PDA

View Full Version : HDFS connection problem



Luke2
09-25-2013, 01:00 PM
I am a new Pentaho user, trying to connect to HDFS running in a VM.

I am running Pentaho Data Integration PDI-5.0.0.1-x64, which uses
Kettle - Spoon 5.0.0 GA, build 5.0.0.1, running on a Win-7 PC.

With an Ubuntu (12.04.1 LTS) VM running in VirtualBox (4.2.18).
The VM network setting is Bridged Adapter, Promiscuous Mode (Allow All).

I can use a web browser to examine the VM's HDFS at
http://192.168.25.130:50070/dfshealth.jsp
and also
http://192.168.25.130:50075/browseDirectory.jsp?namenodeInfoPort=50070&dir=/

I can put files into HDFS, and confirm that they are there using the browser.

But I cannot connect to HDFS using Pentaho, I get the "Unable to connect to DHFS server" error.

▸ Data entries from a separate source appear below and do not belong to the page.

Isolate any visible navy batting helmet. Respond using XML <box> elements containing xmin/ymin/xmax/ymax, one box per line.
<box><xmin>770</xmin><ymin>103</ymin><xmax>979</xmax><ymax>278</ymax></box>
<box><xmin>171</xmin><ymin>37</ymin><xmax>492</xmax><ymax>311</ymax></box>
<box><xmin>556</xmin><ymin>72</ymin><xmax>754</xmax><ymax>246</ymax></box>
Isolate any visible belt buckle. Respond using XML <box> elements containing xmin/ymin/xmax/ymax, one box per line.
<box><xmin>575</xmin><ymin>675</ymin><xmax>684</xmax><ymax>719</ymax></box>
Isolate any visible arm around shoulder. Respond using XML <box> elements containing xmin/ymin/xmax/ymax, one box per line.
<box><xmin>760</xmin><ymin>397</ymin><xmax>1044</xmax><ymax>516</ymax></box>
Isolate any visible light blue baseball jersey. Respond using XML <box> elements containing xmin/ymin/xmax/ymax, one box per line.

I've tried the Hapoop Copy Files Job Entry, using the Browse button on the Oprn File dialog window.
Settings:
Look In: HDFS
Server: 192.168.25.130
User ID: ubuntu
Port: 8020 (I have tried several others)
Password: ****

I understand that The PDI Hadoop interface only supports hadoop version 20 out of the box, so I followed the instructions here
http://funpdi.blogspot.com/2013/03/pentaho-data-integration-44-and-hadoop.html
to create a new plugin under "hadoop-configurations", called "hadoop-101" next to the existing "hadoop-20".

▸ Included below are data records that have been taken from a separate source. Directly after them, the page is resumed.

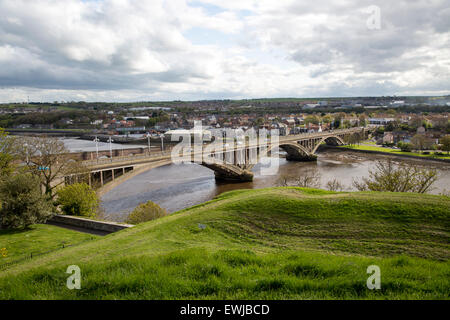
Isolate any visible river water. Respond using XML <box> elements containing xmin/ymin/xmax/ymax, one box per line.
<box><xmin>98</xmin><ymin>148</ymin><xmax>450</xmax><ymax>222</ymax></box>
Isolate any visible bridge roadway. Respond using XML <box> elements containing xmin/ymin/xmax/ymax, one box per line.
<box><xmin>84</xmin><ymin>128</ymin><xmax>366</xmax><ymax>169</ymax></box>
<box><xmin>76</xmin><ymin>127</ymin><xmax>368</xmax><ymax>186</ymax></box>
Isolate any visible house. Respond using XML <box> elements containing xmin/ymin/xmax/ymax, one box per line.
<box><xmin>369</xmin><ymin>118</ymin><xmax>395</xmax><ymax>125</ymax></box>
<box><xmin>417</xmin><ymin>126</ymin><xmax>426</xmax><ymax>134</ymax></box>
<box><xmin>283</xmin><ymin>118</ymin><xmax>296</xmax><ymax>127</ymax></box>
<box><xmin>383</xmin><ymin>132</ymin><xmax>394</xmax><ymax>144</ymax></box>
<box><xmin>91</xmin><ymin>119</ymin><xmax>103</xmax><ymax>125</ymax></box>
<box><xmin>303</xmin><ymin>104</ymin><xmax>318</xmax><ymax>110</ymax></box>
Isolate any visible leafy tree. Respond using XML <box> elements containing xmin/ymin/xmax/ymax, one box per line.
<box><xmin>333</xmin><ymin>118</ymin><xmax>341</xmax><ymax>129</ymax></box>
<box><xmin>17</xmin><ymin>136</ymin><xmax>87</xmax><ymax>198</ymax></box>
<box><xmin>342</xmin><ymin>119</ymin><xmax>351</xmax><ymax>128</ymax></box>
<box><xmin>321</xmin><ymin>114</ymin><xmax>333</xmax><ymax>124</ymax></box>
<box><xmin>397</xmin><ymin>141</ymin><xmax>412</xmax><ymax>152</ymax></box>
<box><xmin>0</xmin><ymin>173</ymin><xmax>53</xmax><ymax>229</ymax></box>
<box><xmin>353</xmin><ymin>159</ymin><xmax>438</xmax><ymax>194</ymax></box>
<box><xmin>304</xmin><ymin>115</ymin><xmax>320</xmax><ymax>125</ymax></box>
<box><xmin>385</xmin><ymin>121</ymin><xmax>399</xmax><ymax>132</ymax></box>
<box><xmin>254</xmin><ymin>117</ymin><xmax>265</xmax><ymax>127</ymax></box>
<box><xmin>56</xmin><ymin>183</ymin><xmax>99</xmax><ymax>217</ymax></box>
<box><xmin>440</xmin><ymin>135</ymin><xmax>450</xmax><ymax>154</ymax></box>
<box><xmin>376</xmin><ymin>126</ymin><xmax>385</xmax><ymax>135</ymax></box>
<box><xmin>125</xmin><ymin>201</ymin><xmax>167</xmax><ymax>224</ymax></box>
<box><xmin>0</xmin><ymin>128</ymin><xmax>15</xmax><ymax>178</ymax></box>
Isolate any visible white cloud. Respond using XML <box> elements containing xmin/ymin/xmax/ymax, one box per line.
<box><xmin>0</xmin><ymin>0</ymin><xmax>449</xmax><ymax>102</ymax></box>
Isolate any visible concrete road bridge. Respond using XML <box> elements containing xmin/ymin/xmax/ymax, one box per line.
<box><xmin>69</xmin><ymin>127</ymin><xmax>369</xmax><ymax>191</ymax></box>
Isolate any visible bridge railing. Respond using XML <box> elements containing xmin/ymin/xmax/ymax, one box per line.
<box><xmin>82</xmin><ymin>146</ymin><xmax>175</xmax><ymax>167</ymax></box>
<box><xmin>84</xmin><ymin>127</ymin><xmax>368</xmax><ymax>168</ymax></box>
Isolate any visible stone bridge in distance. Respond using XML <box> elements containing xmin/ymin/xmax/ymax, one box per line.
<box><xmin>74</xmin><ymin>127</ymin><xmax>369</xmax><ymax>189</ymax></box>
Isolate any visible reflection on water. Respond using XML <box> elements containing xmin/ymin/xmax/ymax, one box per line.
<box><xmin>101</xmin><ymin>149</ymin><xmax>450</xmax><ymax>221</ymax></box>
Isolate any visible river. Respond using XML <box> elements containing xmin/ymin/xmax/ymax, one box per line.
<box><xmin>98</xmin><ymin>148</ymin><xmax>450</xmax><ymax>222</ymax></box>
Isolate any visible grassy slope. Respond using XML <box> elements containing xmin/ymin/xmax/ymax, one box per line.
<box><xmin>341</xmin><ymin>144</ymin><xmax>450</xmax><ymax>160</ymax></box>
<box><xmin>0</xmin><ymin>188</ymin><xmax>449</xmax><ymax>299</ymax></box>
<box><xmin>0</xmin><ymin>225</ymin><xmax>97</xmax><ymax>263</ymax></box>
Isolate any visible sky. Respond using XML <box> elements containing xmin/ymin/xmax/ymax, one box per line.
<box><xmin>0</xmin><ymin>0</ymin><xmax>449</xmax><ymax>103</ymax></box>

the hadoop-101/lib/client contains:

commons-cli-1.2.jar
commons-codec-1.4.jar (NEW)
commons-configuration-1.6.jar (NEW)
commons-el-1.0.jar
commons-httpclient-3.0.1.jar
commons-logging-1.1.1.jar
commons-net-1.4.1.jar
hadoop-core-1.0.1.jar (NEW)
kfs-0.3.jar
hsqldb-1.8.0.10.jar
jets3t-0.7.1.jar
oro-2.0.8.jar
xmlenc-0.52.jar

In the plugin hadoop-101 directory, the core-site.xml has:

<property>
<name>fs.default.name</name>
<value>hdfs://192.168.25.130:8020</value>
</property>

And in the VM it is:

<property>
<name>fs.default.name</name>
<value>hdfs://localhost:8020</value>
</property>

The VM is using IP 192.168.25.130
Hadoop version 1.0.1
java version 1.6.0_24
Accumulo version 1.4.2

The VM was originally an Accumulo example from
http://blog.sqrrl.com/post/40578606670/quick-accumulo-install

Thank you!

P.S. I have a macbook, and I will try and run HDFS and Pentaho Data Integration on the same box, to eliminate network issues. Unfortunately, the hadoop version on the macbook is 1.2.1, so I will have to try and set up another hadoop-configurations plugin.

Luke2
09-30-2013, 09:48 AM
I have still had no success with getting Pentaho to connect to HDFS, and I am trying to eliminate hadoop plugin version mismatch as the problem.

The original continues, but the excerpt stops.